Yang terburuk dari semua itu buat saya adalah bahwa seorang presiden akan selalu mengakhiri masa baktinya tanpa pernah menyelesaikan tugasnya. Maksud saya, kita semua punya target, apa pun pekerjaan kita. Seorang peneliti yang telah mendedikasikan 10 tahun kehidupan untuk menemukan sebuah rumusan atau penemuan baru. Seorang sales yang akhirnya dapat menyelesaikan deal dengan klien bernilai puluhan miliar. Seorang jurnalis yang akhirnya bisa memenuhi mimpinya untuk mewawancarai Paul McCartney (okay, ini contoh pribadi, sih). Intinya, saat kita memulai sebuah pekerjaan atau karier, kita tahu di titik mana pekerjaan kita itu “rampung”. Dan saat momen itu tiba, maka kita akan puas dan lega karena kita telah berhasil dalam karier.

Bagaimana pekerjaan mengurus negara bisa dibilang rampung? Ada 270 juta manusia di Indonesia yang masih perlu diurus hingga ratusan tahun lagi. Ada sejuta hal yang masih perlu diperbaiki di negeri kita agar masyarakatnya bisa hidup lebih sejahtera lagi. Ada ribuan ancaman baru yang belum terpikirkan hari ini yang mengancam pertumbuhan atau bahkan keberadaan sebuah negara. Pekerjaan seorang pemimpin negara tidak akan pernah selesai. Itu yang saya maksud saat saya mengatakan bahwa seorang presiden akan meninggalkan posisinya tanpa pernah merampungkan pekerjaannya. Dan sebagai seorang yang sering berpuas saat menyelesaikan tugas, saya hanya bisa membayangkan betapa mengganjalnya hati bila saya harus meninggalkan sebuah tugas yang saya kerjakan sepenuh hati selama bertahun-tahun tanpa bisa saya rampungkan. But the show must go on, right?


Mengingat masa jabatan presiden terbatas tapi masa jabatan rakyat seumur hidup, maka yang bertugas memastikan negara ini terus berjalan ke arah yang benar adalah kita sendiri sebagai rakyat. Sistem demokrasi yang kita anut memberikan kuasa itu kepada rakyat. Saya percaya, bagi rakyat seperti kita, ada yang lebih penting daripada memilih presiden. Lebih penting bagi kita untuk memahami bahwa kuasa yang kita pegang begitu besar, dan tanggung jawab yang kita emban untuk negara dan bahkan untuk diri sendiri dan orang-orang yang kita sayangi lebih besar daripada seorang presiden. Yang lebih penting bagi kita daripada memilih pemimpin adalah memahami mengapa kita memilih siapa pun yang memimpin kita.

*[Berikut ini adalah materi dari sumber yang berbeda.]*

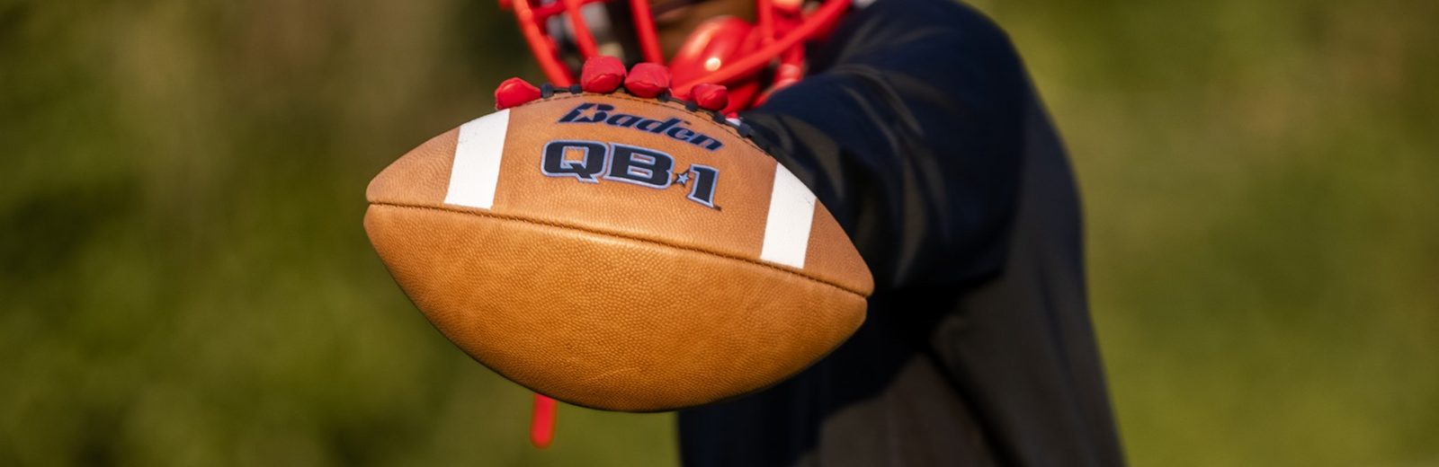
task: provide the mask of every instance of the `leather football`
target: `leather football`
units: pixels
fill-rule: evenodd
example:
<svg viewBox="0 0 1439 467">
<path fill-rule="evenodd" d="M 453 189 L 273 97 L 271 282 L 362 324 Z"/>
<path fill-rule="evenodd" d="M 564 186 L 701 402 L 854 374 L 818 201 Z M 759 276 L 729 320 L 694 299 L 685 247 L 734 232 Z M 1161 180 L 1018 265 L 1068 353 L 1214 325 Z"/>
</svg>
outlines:
<svg viewBox="0 0 1439 467">
<path fill-rule="evenodd" d="M 747 129 L 666 98 L 554 93 L 394 161 L 366 231 L 440 333 L 535 392 L 636 412 L 735 398 L 833 351 L 873 289 Z"/>
</svg>

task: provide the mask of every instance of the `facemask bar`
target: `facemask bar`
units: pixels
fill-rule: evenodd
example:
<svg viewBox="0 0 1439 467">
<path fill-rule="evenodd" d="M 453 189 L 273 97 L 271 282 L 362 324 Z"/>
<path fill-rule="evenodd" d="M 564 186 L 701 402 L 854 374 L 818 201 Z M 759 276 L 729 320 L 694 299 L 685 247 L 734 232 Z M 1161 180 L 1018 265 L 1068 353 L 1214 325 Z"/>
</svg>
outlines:
<svg viewBox="0 0 1439 467">
<path fill-rule="evenodd" d="M 530 50 L 540 62 L 540 69 L 557 86 L 576 83 L 574 72 L 564 65 L 560 49 L 554 40 L 544 33 L 547 22 L 555 14 L 564 13 L 573 29 L 576 49 L 581 55 L 581 62 L 599 56 L 599 46 L 589 24 L 584 22 L 581 7 L 591 3 L 609 0 L 551 0 L 543 4 L 531 4 L 532 0 L 499 0 L 502 9 L 512 9 L 519 22 L 519 32 L 524 34 Z M 614 0 L 622 1 L 622 0 Z M 650 63 L 665 63 L 659 47 L 659 37 L 655 33 L 655 19 L 650 14 L 648 0 L 623 0 L 629 3 L 635 20 L 635 34 L 639 40 L 640 57 Z M 770 91 L 790 85 L 803 75 L 804 49 L 803 42 L 827 33 L 839 17 L 849 7 L 852 0 L 825 0 L 810 13 L 800 11 L 803 0 L 755 0 L 755 20 L 761 34 L 761 47 L 738 60 L 725 63 L 720 69 L 692 79 L 676 83 L 675 95 L 688 95 L 689 89 L 699 83 L 731 85 L 741 79 L 758 73 L 774 63 L 778 57 L 778 68 Z"/>
</svg>

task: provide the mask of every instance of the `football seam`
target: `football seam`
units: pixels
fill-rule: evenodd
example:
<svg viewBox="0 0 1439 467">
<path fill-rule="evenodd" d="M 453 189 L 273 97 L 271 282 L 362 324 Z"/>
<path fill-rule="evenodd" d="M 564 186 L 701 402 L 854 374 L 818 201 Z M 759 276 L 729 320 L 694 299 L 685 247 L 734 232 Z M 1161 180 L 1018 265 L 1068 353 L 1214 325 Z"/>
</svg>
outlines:
<svg viewBox="0 0 1439 467">
<path fill-rule="evenodd" d="M 632 234 L 623 234 L 623 233 L 614 233 L 614 231 L 604 231 L 604 230 L 599 230 L 599 228 L 593 228 L 593 227 L 583 227 L 583 226 L 564 224 L 564 223 L 557 223 L 557 221 L 547 221 L 547 220 L 530 218 L 530 217 L 515 216 L 515 214 L 479 213 L 479 211 L 465 211 L 465 210 L 443 208 L 443 207 L 435 207 L 435 205 L 399 204 L 399 203 L 383 203 L 383 201 L 380 201 L 380 203 L 371 201 L 370 205 L 384 205 L 384 207 L 397 207 L 397 208 L 429 210 L 429 211 L 440 211 L 440 213 L 453 213 L 453 214 L 468 214 L 468 216 L 479 216 L 479 217 L 492 217 L 492 218 L 499 218 L 499 220 L 521 221 L 521 223 L 527 223 L 527 224 L 537 224 L 537 226 L 545 226 L 545 227 L 554 227 L 554 228 L 566 228 L 566 230 L 577 230 L 577 231 L 590 233 L 590 234 L 609 236 L 609 237 L 617 237 L 617 239 L 625 239 L 625 240 L 633 240 L 633 241 L 659 244 L 659 246 L 666 246 L 666 247 L 671 247 L 671 249 L 679 249 L 679 250 L 686 250 L 686 251 L 712 254 L 712 256 L 718 256 L 718 257 L 724 257 L 724 259 L 731 259 L 731 260 L 737 260 L 737 262 L 745 262 L 745 263 L 750 263 L 750 264 L 768 267 L 768 269 L 773 269 L 773 270 L 777 270 L 777 272 L 781 272 L 781 273 L 799 276 L 799 277 L 809 279 L 809 280 L 813 280 L 813 282 L 817 282 L 817 283 L 822 283 L 822 285 L 826 285 L 826 286 L 830 286 L 830 287 L 835 287 L 835 289 L 839 289 L 839 290 L 843 290 L 843 292 L 848 292 L 848 293 L 853 293 L 855 296 L 858 296 L 861 299 L 865 297 L 865 295 L 861 293 L 859 290 L 846 287 L 845 285 L 840 285 L 840 283 L 833 282 L 833 280 L 826 280 L 826 279 L 814 277 L 814 276 L 810 276 L 810 274 L 799 273 L 799 272 L 794 272 L 794 270 L 790 270 L 790 269 L 784 269 L 784 267 L 780 267 L 780 266 L 776 266 L 776 264 L 770 264 L 770 263 L 766 263 L 766 262 L 751 260 L 751 259 L 747 259 L 747 257 L 743 257 L 743 256 L 735 256 L 735 254 L 730 254 L 730 253 L 705 250 L 705 249 L 699 249 L 699 247 L 694 247 L 694 246 L 673 244 L 673 243 L 661 241 L 661 240 L 655 240 L 655 239 L 645 239 L 645 237 L 632 236 Z"/>
</svg>

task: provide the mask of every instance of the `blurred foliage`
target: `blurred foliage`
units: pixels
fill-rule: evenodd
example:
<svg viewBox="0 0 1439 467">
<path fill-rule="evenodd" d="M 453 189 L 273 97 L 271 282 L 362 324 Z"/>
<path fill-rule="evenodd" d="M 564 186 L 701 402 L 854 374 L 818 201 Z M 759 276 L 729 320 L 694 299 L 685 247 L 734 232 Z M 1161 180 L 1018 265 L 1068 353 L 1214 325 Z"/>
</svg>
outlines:
<svg viewBox="0 0 1439 467">
<path fill-rule="evenodd" d="M 895 1 L 895 0 L 885 0 Z M 1439 3 L 976 1 L 1085 197 L 1135 466 L 1439 463 Z M 364 187 L 537 78 L 492 1 L 0 0 L 0 466 L 656 466 L 413 310 Z"/>
</svg>

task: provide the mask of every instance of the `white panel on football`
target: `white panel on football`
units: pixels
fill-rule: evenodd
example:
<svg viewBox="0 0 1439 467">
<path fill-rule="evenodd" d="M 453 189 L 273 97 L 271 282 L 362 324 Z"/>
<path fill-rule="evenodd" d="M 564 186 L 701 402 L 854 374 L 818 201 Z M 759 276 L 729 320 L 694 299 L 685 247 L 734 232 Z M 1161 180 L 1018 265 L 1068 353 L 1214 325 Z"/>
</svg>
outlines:
<svg viewBox="0 0 1439 467">
<path fill-rule="evenodd" d="M 508 129 L 509 109 L 459 125 L 455 165 L 450 168 L 450 185 L 445 194 L 445 204 L 484 210 L 495 204 L 499 157 L 505 152 L 505 131 Z"/>
<path fill-rule="evenodd" d="M 803 269 L 813 221 L 814 194 L 784 165 L 774 164 L 774 190 L 770 191 L 770 216 L 764 221 L 760 259 Z"/>
</svg>

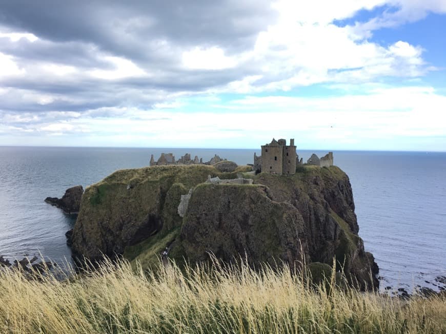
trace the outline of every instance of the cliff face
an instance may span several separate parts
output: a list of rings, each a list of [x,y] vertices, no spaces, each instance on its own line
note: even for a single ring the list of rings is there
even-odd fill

Tahun ini negara kita akan berusia 78 tahun, dan perayaan tahun ini berlangsung hanya beberapa bulan sebelum pesta demokrasi bernama Pemilu dilangsungkan. Momen dimana kuasa kita sebagai rakyat berada di puncak. This is OUR show. Harus disadari, suka tidak suka, apa pun yang kita lakukan di hari pemilihan memang akan menentukan setidaknya nasib negara kita dan rakyatnya, untuk 5 tahun ke depan. Saya bukan mempermasalahkan orang yang memilih atau tidak memilih. Bagi saya yang penting adalah, memilih ataupun tidak, kita melakukannya karena kita sudah membekali diri dengan pemahaman yang baik, lalu mengukur dan mempertimbangkan bahwa itulah yang terbaik untuk kita lakukan. Penentuannya bukan hanya terjadi nanti di bilik suara, tapi sudah dimulai dari hari ini.

Maukah kita mempelajari betul calon-calon yang akan kita pilih? Maukah kita mencerdaskan diri dengan memahami bagaimana menghindari hoax dan menahan diri untuk tidak menyebar informasi yang tidak terverifikasi? Maukah kita menjaga suasana yang damai, dan menolak dibentrok-bentrokkan hanya karena perbedaan pandangan politik? Itu semua dimulai dari sekarang.

Kalau kita sebagai rakyat bisa bersatu, maka saya yakin siapa pun yang terpilih dalam pemilu nanti, kita sudah melangkah maju karena rakyatnya bersatu untuk maju. Itu tanggung jawab yang lebih besar daripada menjadi seorang presiden.